Re: Initial Draft Finding on Principle of Least Power

Mark Baker wrote:
> On 12/22/05, Bill de hÓra <dehora@eircom.net> wrote:
> 
>>I've been following this thread, and believing myself to be in target
>>audience for such principles. I guess my question is this: why would I
>>follow this principle?
> 
> 
> I was thinking the same thing too, and noticed that - just to pick one
> important consideration - there's no discussion of the security
> implications of Turing-complete or near-Turing-complete languages.
> 
>  [...]
>  [2] http://www.crockford.com/JSON/js.html
>  [3] http://en.wikipedia.org/wiki/JSON

Jon, Gavin, Mark, thanks guys.

These are good links Mark (I mentioned security in passing and in
fairness, I've seen Dan C noodle on the security aspects of ajax on #swig).

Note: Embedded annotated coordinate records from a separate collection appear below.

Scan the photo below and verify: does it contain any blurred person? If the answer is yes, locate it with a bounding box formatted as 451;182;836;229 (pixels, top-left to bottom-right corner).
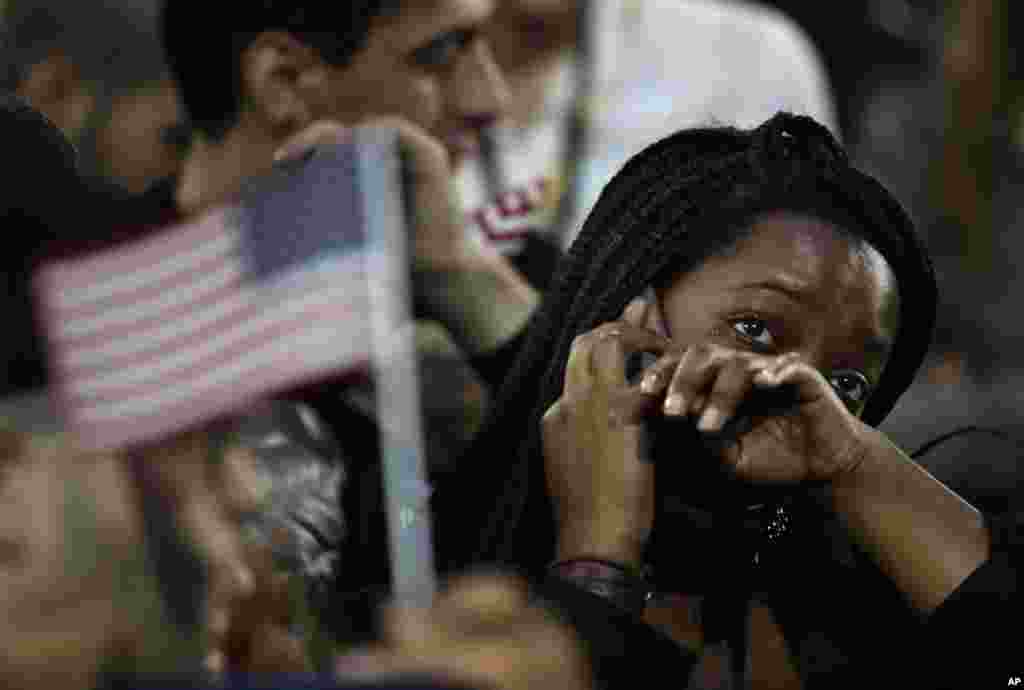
164;0;700;683
0;95;198;689
458;114;1021;687
0;0;188;195
459;0;836;285
0;92;590;690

Going back to what Gavin said, it seems there may be a useful principle
here, and it could be set in the context of web publishers and consumers
- that data formats ranging from brain-dead to less than ec-logic* are
easier to re-use and build momentum over seems credible and more useful
than saying "worse is better". It might be that this is a principle
which is important, but subtle (won't be the first).

cheers
Bill

* languages which logicians might describe as 'weak'. I think the
current RDF semantics are in the ec class.